Background
Venous thromboembolism (VTE), presenting as deep venous thrombosis (DVT) or pulmonary embolism (PE), is a common complication after major joint surgery such as total hip replacement (THR). This occurs because of a combination of patient-specific predisposing factors and factors associated with the surgical procedure itself including release of thromboplastins in response to the insertion of instruments into the medullary canal for implanting the prosthetic components, reduction in venous blood flow associated with limb position during the procedure, and postoperative immobility.
Preventative measures commonly used in patients undergoing THR include prophylactic anticoagulation and mechanical methods such as intermittent pneumatic compression (IPC) devices, or a combination of both. Intermittent pneumatic compression devices have several advantages over prophylactic anticoagulation therapy in that they are generally well-tolerated by patients and do not increase the risk of bleeding, which is particularly useful when anticoagulation is contraindicated. When applied to the foot, calf, or whole leg, IPC devices decrease venous stasis and improve blood flow velocity by mimicking the natural activity of the calf muscle through intermittent cycles of compressed air, which alternately inflate and deflate the air bladders within cuffs.
A wide range of IPC devices are available that offer variation in the length and location of the sleeve and the bladder, the frequency and duration of activation, the rate at which the pressure increases, the maximum pressure that is achieved, and whether the compression is simultaneous or sequential. It is therefore important to evaluate the effectiveness of different IPC devices for prophylaxis against VTE after THR in order to inform clinical decision making.
Objectives
To assess the comparative effectiveness and safety of different IPC devices with respect to the prevention of VTE in patients after THR.
Interventions/Methods
This review (Zhao et al., 2014) was an update of a previous review (Zhao et al., 2012) that included randomized controlled trials (RCTs) and quasi-randomized designs that compared different IPC programs used in patients after THR for the prevention of VTE. Participants included patients 18 years and older who had undergone THR with or without concomitant use of other types of thromboprophylactic measures together with IPC devices. Included IPC program interventions differed in terms of type of compression garment, location of air bladder, pattern of pump pressure cycles, compression profiles and cycle length, duration of inflation time, or different cycling models such as automatic cycling devices.

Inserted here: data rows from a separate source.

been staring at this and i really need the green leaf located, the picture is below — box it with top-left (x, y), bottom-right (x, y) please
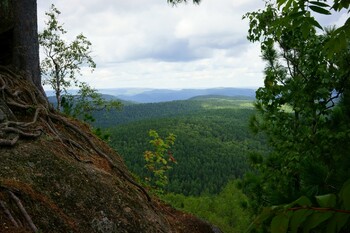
top-left (293, 196), bottom-right (312, 207)
top-left (290, 11), bottom-right (306, 18)
top-left (277, 0), bottom-right (288, 8)
top-left (254, 207), bottom-right (274, 225)
top-left (309, 5), bottom-right (331, 15)
top-left (305, 16), bottom-right (323, 29)
top-left (302, 212), bottom-right (334, 233)
top-left (284, 0), bottom-right (293, 12)
top-left (290, 209), bottom-right (313, 233)
top-left (301, 24), bottom-right (311, 38)
top-left (271, 214), bottom-right (290, 233)
top-left (339, 179), bottom-right (350, 210)
top-left (326, 212), bottom-right (349, 233)
top-left (316, 194), bottom-right (337, 208)
top-left (309, 1), bottom-right (330, 7)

Primary outcome measures included the following:
* Symptomatic VTE
* Symptomatic proximal and distal DVT (fatal and nonfatal) venographically or sonographically diagnosed
* Symptomatic nonfatal PE diagnosed by ventilation- perfusion (V/Q) lung scan, spiral computed tomography, or pulmonary angiography
* Death related to embolic event (fatal PE)
* Imaging-diagnosed asymptomatic VTE
Results
One quasi-randomized trial met the inclusion criteria, which was the same study identified in the previous review. A total of 121 participants (n = 18 males, n = 103 females) from a single center who had undergone THR were allocated to either the calf-thigh pump intervention group (n = 58, mean age = 61 years) or the plantar pump intervention group (n = 63, mean age = 62 years). All participants were fitted with the IPC devices immediately after the THR operation for the duration of 4 hours per day over a period of 21 days.
Thrombogenesis was measured using the D-dimer level before and after THR, and the patient's postoperative swelling was measured by the thigh and lower leg circumferences at 6 a.m. on the day of the operation and again at the same time on Days 3, 7, 14, and 21 postoperatively. The postoperative measurement values were then compared with the preoperative measurements (taken as 100%) to evaluate the patient's postoperative swelling.
Results of this review demonstrated no cases of symptomatic DVT or PE in either the calf-thigh compression device group or the plantar compression device group during the first 3 weeks after THR. The calf-thigh pneumatic compression device was more effective than plantar compression device for reducing thigh swelling during the early postoperative stage. No deaths related to embolic event occurred during the trial period, and imaging-diagnosed asymptomatic VTE was not assessed.
Conclusions
The authors conclude that there is insufficient evidence to make an informed choice of IPC device for VTE following THR. They suggest that there is an urgent need for further multicenter RCTs that include a sufficient number of participants and that measure clinically relevant outcomes such as mortality, imaging-diagnosed asymptomatic VTE, and major complications.
Implications for Practice
On the basis of these inconclusive results and until sufficient good quality evidence is available, it is perhaps more important for nurses to focus on ensuring that whichever IPC device is being used for patients post-THR, that it is patient-centered taking into account the risk-benefit ratio, that the device is applied correctly, and that patient compliance is appropriately monitored.